Why Use A Graph DB?

I like my inner joins, dammit

Relational databases like PostgreSQL and SQLServer are battle-tested, well-understood technologies that work well for a lot of things. Some things they do well include:

  • Things that require strong constraints enforced on the DB level

    Relational databases impose a rigid schema. Tables have the columns they have; columns have the data types they have; various constraints can be applied to keep values unique, or to only allow a subset of data. Relationships themselves are implemented as a foreign key constraint.

  • Tabulating stuff

    Not surprisingly, things based on ledgers are good at adding things up. If you need to sum all the values in a column, they do that performantly.

  • Low-complexity, unchanging data relations

    Relational databases can handle simple sets of related data well. If you know that a User entity will always only relate to a Blog Post entity, that sort of one hop relationship can be handled pretty well with SQL joins. - when you already know all the questions you will ever ask. If what you are trying to do is a known quantity and will never, ever change, relational databases work well. If you don’t, changing schemas and queries are often required to maintain performance.

There are, of course, other types of databases, which we tend to group under "NoSQL." Most address performance issues or complexity issues with traditional relational DBs. Document DBs like MongoDB avoid rigid schemas, and tend to map better to hashes and objects used in most programming languages. Column databases like Cassandra are similar to traditional relational DBs, but store entities in columns instead of rows, and improve performance with very large datasets.

Graph databases are different in that relationships are “first order” objects, just like nodes:

  • relationships can have properties and labels
  • relationships can be added or removed at will, without schema changes
  • relationships can be queried (i.e. "Give me all the CHILD_OF relationships with the created_at date between X and Y, and the nodes at each end")

This gives graph DBs an advantage over any other kind of database when dealing with related data. Graph DBs end up being particularly good at these kinds of things:

  • Answering questions based on the relationships between data

    With a graph DB, asking the question "how many people who bought a toaster in kansas and have a criminal record used yesterday’s coupon," as long as you have the data and the relationships in place. If you don't, adding the relationships is trivial. With a relational DB, even if it doesn't require schema changes, the performance of multiple JOINs would be poor, and require optimization and possibly de-normalization.
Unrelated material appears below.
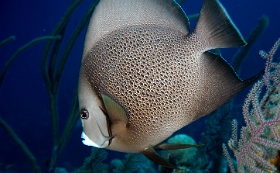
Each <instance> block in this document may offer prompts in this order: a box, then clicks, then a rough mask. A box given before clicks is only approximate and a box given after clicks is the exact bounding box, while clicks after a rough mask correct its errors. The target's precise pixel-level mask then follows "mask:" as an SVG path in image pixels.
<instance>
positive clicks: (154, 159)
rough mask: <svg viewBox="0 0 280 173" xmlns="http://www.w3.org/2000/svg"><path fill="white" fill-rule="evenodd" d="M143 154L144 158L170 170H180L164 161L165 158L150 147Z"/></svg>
mask: <svg viewBox="0 0 280 173" xmlns="http://www.w3.org/2000/svg"><path fill="white" fill-rule="evenodd" d="M142 154H144V156H146V157H147V158H148V159H150V160H151V161H153V162H155V163H157V164H159V165H162V166H165V167H168V168H173V169H180V168H178V167H177V166H175V165H173V164H171V163H169V162H168V161H167V160H166V159H164V158H163V157H161V156H160V155H159V154H158V153H157V152H156V151H155V149H154V148H153V147H152V146H149V147H147V148H145V149H144V151H142Z"/></svg>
  • Maintaining performance while querying against complex relationships

    As the complexity of a query grows, it's typical that the complexity of the SQL used grows as well, and performance generally suffers as the number of JOINs goes up. Graph databases aren't immune to this, but in general they can perform complex queries on related data without the same level of performance hit, and frequently without lengthy, complex query statements. This article at DZone shows some examples.

  • Discovering connections you didn’t expect

    We often find that through some exploratory querying, patterns and connections you didn't expect become clear. A dramatic example of this is the analysis of the "Panama Papers" using Neo4j and Linkurious, a graph visualization tool. Investigative journalists didn't know what they would find, but were able to explore a massive dataset and discover connections that would have been effectively hidden with other tools.

  • Answering questions you didn't anticipate

    For database admins and developers, we've learned to dread answering questions that weren't in our initial spec, and we might have to make significant schema and query changes to pull out different data. Graph databases, by comparison, are relatively easy to modify, adding or removing relationships without significantly affecting performance. So if you get asked the question "how many people who bought a toaster in kansas and have a criminal record used yesterday’s coupon," and it wasn't in the spec, it's much easier to come up with a useful result.

As the datasets and complexity grows, the advantages of graph DBs become more and more evident, because other kinds of DBs just can’t maintain performance with inter-related datasets.